The recovered ‘liquid’ assets includes cash, crypto and securities, and it comes after FTX filed for Chapter 11 bankruptcy protection last November when a multi-billion dollar hole was found in its balance sheet – amid reports of financial impropriety.
Then just before Christmas Bankman-Fried was freed on a $250m bail, but was ordered to remain under strict supervision at his parents’ home in Palo Alto, California, and wear an ankle bracelet.
His trial is scheduled for 2 October.
US prosecutors have already secured guilty pleas from two former top associates of Bankman-Fried’s – former Alameda chief executive Caroline Ellison and former FTX chief technology officer Gary Wang – who are co-operating with prosecutors and may testify at trial.
FTX’s new CEO, John J. Ray, has previously attested that at least $8 billion of customer assets were unaccounted for in the “worst” case of corporate control he’d ever seen.
But during a FTX bankruptcy hearing in a Delaware court on Wednesday, FTX attorneys were quoted by CNBC as saying the platform recovered over $5 billion worth of liquid assets, including cash and digital assets.
The news comes after federal prosecutors announced plans to seize at least $500 million worth of FTX-connected assets as part of their ongoing prosecution of Sam Bankman-Fried.

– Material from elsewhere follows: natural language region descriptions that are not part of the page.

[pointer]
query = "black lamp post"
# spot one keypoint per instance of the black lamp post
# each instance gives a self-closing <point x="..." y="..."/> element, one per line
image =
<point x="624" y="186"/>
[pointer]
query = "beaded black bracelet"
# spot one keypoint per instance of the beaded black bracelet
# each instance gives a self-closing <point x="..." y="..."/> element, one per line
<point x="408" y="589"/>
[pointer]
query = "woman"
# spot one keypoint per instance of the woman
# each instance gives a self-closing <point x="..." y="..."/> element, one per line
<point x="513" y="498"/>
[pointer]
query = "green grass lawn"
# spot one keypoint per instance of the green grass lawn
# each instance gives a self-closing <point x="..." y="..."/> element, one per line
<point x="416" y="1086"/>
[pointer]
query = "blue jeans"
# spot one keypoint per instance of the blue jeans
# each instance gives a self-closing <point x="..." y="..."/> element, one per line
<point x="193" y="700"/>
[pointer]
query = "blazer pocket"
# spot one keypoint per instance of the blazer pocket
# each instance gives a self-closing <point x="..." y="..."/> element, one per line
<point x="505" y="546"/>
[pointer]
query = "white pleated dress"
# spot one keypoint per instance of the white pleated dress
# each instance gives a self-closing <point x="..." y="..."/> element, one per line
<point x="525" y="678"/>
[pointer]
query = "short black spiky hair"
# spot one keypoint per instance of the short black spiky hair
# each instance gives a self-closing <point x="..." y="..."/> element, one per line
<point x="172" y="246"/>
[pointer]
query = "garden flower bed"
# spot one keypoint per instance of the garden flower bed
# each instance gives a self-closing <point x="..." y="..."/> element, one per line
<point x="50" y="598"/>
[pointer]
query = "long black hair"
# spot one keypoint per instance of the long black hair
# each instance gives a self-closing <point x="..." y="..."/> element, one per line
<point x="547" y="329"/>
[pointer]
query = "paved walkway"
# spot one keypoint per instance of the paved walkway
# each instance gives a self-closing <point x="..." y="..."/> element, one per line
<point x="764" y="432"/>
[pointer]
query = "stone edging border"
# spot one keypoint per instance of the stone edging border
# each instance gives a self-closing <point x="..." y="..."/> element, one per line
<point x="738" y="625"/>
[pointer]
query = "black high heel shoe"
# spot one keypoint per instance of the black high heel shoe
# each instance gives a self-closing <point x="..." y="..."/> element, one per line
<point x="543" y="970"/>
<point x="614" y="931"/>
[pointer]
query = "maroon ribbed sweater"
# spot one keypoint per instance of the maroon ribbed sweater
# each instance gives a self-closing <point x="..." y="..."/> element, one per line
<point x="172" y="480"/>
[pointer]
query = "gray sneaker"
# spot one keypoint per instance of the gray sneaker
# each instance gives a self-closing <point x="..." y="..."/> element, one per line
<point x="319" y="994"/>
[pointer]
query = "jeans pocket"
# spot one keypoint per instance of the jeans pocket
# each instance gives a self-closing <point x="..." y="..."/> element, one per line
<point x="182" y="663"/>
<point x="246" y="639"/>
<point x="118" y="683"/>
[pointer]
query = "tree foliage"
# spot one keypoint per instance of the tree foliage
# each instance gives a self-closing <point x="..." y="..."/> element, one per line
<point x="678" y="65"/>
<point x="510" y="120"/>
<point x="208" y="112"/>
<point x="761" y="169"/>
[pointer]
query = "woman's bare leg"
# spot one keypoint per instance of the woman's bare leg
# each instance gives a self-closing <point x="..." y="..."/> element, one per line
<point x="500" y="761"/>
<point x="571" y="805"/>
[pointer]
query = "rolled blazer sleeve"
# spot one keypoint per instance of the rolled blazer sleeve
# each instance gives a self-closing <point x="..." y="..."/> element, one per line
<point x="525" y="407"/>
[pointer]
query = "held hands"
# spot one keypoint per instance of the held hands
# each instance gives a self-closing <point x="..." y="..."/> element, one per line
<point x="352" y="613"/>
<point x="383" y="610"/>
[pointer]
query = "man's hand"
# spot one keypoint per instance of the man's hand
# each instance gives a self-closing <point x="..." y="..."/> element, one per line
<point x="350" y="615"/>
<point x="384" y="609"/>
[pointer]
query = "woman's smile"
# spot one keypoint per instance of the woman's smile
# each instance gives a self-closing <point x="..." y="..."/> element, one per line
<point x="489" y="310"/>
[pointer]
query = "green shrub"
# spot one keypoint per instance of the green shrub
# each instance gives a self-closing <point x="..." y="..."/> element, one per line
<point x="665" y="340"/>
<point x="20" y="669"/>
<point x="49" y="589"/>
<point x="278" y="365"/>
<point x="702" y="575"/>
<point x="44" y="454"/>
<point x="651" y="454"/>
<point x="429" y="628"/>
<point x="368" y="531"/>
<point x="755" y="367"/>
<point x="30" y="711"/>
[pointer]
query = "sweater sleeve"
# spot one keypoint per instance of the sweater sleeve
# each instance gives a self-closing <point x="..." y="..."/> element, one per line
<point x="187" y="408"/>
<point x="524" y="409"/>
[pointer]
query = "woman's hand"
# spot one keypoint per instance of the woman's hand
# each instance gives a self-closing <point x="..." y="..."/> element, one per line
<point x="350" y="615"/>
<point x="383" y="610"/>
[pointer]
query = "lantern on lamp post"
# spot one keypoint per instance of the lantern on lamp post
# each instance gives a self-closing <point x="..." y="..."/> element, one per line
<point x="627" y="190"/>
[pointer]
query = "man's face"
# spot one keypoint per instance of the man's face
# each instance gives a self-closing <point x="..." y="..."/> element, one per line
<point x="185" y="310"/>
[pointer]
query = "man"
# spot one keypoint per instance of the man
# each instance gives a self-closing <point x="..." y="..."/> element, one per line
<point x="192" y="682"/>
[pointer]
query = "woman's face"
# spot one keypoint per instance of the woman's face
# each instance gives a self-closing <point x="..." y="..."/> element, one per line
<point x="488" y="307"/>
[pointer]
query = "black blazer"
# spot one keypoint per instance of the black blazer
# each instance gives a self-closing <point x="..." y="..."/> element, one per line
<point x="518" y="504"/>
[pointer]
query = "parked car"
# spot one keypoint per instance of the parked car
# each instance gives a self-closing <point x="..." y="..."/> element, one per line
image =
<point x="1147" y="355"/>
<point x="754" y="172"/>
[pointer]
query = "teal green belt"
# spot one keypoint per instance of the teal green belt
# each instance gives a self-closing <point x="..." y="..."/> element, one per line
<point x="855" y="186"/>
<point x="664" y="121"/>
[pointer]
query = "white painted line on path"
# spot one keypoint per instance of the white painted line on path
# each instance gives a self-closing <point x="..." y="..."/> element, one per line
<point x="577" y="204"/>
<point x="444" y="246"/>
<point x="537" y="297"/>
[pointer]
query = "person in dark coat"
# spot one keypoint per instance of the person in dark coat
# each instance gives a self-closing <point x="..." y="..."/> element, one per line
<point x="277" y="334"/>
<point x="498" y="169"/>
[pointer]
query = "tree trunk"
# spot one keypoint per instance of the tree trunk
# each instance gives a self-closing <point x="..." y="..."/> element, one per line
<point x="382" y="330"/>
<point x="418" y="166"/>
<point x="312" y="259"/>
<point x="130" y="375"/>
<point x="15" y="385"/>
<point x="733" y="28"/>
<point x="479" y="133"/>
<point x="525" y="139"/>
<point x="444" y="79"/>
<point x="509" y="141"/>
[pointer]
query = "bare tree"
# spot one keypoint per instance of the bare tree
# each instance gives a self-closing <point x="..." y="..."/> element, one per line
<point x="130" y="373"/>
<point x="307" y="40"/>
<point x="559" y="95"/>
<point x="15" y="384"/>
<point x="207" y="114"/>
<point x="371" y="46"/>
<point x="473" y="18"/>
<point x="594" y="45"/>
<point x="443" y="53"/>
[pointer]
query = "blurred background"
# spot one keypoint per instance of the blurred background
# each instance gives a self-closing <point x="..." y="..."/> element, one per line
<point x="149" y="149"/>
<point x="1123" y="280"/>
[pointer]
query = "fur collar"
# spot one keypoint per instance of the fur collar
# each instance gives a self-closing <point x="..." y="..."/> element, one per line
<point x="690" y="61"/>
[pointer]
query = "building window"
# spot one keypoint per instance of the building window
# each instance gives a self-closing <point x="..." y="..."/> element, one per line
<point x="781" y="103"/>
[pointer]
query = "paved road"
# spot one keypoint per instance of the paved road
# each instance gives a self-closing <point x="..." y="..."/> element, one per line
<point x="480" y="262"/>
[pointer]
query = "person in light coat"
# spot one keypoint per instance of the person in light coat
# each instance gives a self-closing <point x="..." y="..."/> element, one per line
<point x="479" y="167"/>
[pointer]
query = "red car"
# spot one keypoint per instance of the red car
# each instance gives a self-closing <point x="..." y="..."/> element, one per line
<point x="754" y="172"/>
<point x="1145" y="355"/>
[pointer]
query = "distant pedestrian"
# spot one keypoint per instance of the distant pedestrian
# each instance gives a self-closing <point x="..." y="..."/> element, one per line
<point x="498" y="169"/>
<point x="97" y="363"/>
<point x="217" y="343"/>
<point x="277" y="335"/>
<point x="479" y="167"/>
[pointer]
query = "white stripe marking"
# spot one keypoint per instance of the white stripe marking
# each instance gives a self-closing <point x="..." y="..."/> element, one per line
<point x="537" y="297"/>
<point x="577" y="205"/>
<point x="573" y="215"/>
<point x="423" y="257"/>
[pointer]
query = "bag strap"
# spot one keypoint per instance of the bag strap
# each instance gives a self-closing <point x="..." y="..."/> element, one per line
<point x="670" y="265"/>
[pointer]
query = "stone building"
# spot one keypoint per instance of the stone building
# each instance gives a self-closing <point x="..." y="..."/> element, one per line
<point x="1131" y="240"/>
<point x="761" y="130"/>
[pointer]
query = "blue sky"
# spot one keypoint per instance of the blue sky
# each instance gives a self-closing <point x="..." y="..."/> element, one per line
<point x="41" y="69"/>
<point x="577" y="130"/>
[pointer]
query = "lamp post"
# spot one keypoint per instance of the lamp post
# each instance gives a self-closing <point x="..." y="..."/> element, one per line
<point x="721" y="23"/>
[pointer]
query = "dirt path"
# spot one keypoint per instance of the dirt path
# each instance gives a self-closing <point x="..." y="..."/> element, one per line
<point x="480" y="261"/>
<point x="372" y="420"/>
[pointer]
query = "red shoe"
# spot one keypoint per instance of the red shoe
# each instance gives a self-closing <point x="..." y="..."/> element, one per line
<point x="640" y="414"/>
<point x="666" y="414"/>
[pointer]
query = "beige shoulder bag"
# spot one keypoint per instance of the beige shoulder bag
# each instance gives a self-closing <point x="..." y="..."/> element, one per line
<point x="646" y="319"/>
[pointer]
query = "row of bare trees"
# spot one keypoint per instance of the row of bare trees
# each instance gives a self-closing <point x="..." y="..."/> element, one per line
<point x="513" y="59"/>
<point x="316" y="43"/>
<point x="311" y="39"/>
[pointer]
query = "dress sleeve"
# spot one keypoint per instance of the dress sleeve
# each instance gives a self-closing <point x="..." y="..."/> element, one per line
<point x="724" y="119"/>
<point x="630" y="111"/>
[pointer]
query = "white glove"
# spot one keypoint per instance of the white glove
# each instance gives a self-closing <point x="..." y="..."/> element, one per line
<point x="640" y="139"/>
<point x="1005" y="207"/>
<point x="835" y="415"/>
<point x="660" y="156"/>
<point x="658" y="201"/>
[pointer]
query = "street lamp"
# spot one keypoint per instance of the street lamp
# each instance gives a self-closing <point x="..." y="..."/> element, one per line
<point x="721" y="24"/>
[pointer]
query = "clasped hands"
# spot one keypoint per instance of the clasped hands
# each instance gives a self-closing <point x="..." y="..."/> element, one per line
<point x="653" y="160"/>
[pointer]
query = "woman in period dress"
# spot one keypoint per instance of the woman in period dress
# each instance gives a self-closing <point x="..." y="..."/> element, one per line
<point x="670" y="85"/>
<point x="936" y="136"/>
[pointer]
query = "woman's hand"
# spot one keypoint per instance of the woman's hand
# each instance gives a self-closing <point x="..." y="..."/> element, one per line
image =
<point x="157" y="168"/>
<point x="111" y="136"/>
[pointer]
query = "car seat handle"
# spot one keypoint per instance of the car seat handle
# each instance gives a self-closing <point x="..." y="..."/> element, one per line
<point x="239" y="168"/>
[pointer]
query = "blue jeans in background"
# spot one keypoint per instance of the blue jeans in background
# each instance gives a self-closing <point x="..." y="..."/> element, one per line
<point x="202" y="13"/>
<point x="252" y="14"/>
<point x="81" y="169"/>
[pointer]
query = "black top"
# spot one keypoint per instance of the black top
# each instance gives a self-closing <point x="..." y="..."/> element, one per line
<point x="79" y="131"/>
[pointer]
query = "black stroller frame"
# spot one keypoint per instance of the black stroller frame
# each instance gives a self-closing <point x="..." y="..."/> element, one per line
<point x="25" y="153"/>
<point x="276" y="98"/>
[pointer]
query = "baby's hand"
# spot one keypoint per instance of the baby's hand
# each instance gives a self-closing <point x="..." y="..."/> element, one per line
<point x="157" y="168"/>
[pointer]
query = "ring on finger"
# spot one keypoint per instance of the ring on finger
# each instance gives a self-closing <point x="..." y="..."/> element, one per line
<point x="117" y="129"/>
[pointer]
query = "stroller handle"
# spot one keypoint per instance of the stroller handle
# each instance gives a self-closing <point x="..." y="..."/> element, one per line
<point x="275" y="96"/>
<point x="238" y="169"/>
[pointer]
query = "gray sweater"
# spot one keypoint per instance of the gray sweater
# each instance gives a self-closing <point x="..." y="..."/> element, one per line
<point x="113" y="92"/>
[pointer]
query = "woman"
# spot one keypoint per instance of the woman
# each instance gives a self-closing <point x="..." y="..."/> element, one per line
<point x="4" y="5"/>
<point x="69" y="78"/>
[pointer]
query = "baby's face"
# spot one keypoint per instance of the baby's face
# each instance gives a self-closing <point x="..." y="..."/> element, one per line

The recovery of over 5 billion dollars of cash, liquid cryptocurrency and liquid investment securities will be welcome news to FTX customers, but the $5bn recovered figure does not include any illiquid cryptocurrency assets, FTX attorney Adam Landis reportedly told the court.
He reportedly said the company’s holdings are so large that selling them would substantially affect the market, driving down their value.
FTX’s collapse was related to, among other things, a failure to correctly mark illiquid assets to market, CNBC reported.
FTX executives, including Bankman-Fried and Alameda’s CEO Caroline Ellison, borrowed against the value of the FTX-issued token FTT.
Alameda controlled the vast majority of FTT coins circulating, similar to a publicly traded companies float, and could not have liquidated their position at full book value.
Another FTX attorney, Andy Dietderich, reportedly said that the recovered funds do not include assets seized by the Securities Commission of the Bahamas, where FTX was based and where Bankman-Fried was living at the time of his arrest.